The sample size is barely sufficiently large enough (exactly 30 for each), and the distribution itself isn’t very normal.

  1. Calculate the observed statistic (North sample mean - South sample mean)
nspines_grouped = nspines %>% group_by(ns) %>% summarize(Mean = mean(dbh))
nspines_grouped
## # A tibble: 2 x 2
##   ns     Mean
##   <fct> <dbl>
## 1 n      23.7
## 2 s      34.5
nmean = 23.7
smean = 34.5

test_statistic = nmean - smean
test_statistic
## [1] -10.8
  1. Bootstrap the difference in means (at least 1000 times) and look at the bootstrap distribution (include the histogram).
north_data = nspines %>% filter(ns == "n")
south_data = nspines %>% filter(ns == "s")
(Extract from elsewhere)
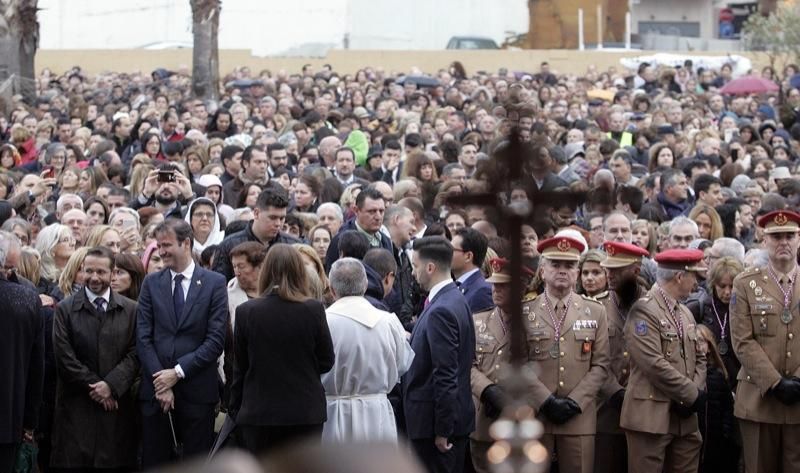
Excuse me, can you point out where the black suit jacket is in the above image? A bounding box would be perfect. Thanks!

#I know nothing about setting seeds and what an ideal value for it is - I simply chose one so that the distribution would be consistent each time it was run. 
set.seed(1)

north_south_pines = bootStrapCI2(north_data$dbh, south_data$dbh, 1000)
hist(north_south_pines)

  1. There are two ways we discussed calculating a bootstrap confidence interval, the quantile method and the hybrid method. Calculate both types of confidence intervals.
#Quantile Method 
quantile(north_south_pines, c(0.025, 0.975))
##      2.5%     97.5% 
## -18.88783  -3.27825
#Hybrid Method
bootSE = sd(north_south_pines)
(mean(north_data$dbh)-mean(south_data$dbh))+c(-1,1)*qt(0.975, df=14)*bootSE
## [1] -19.675967  -1.990699
  1. Comment on whether the conditions for the hybrid method are met. Do you believe this interval would be reliable?

For the main conditions for the hybrid method to be true:

  1. the bootstrap distribution should be symmetrical/close to a normal distribution
  2. the center of the bootstrap should be close to the observed value (bias is small)

Looking at the distributions for the bootstrap sample, it does look relatively normally distributed. For the hybrid method the mean should be around -10.8 and the mean looks close to that value here, so I think the conditions would be met and it would be relatively reliable.

  1. Compare the bootstrap results from the usual two-sample t confidence interval. How do the intervals differ? Which would you use?
t.test(north_data$dbh, south_data$dbh)
## 
##  Welch Two Sample t-test
## 
## data:  north_data$dbh and south_data$dbh
## t = -2.6286, df = 55.725, p-value = 0.01106
## alternative hypothesis: true difference in means is not equal to 0
## 95 percent confidence interval:
##  -19.090199  -2.576468
## sample estimates:
## mean of x mean of y 
##  23.70000  34.53333

The hybrid method provides the largest interval, with the quantile method generating the smallest interval, and the t-test somewhere in between. I personally prefer the quantile method because it makes no underlying assumptions about the distribution and the interval is the smallest.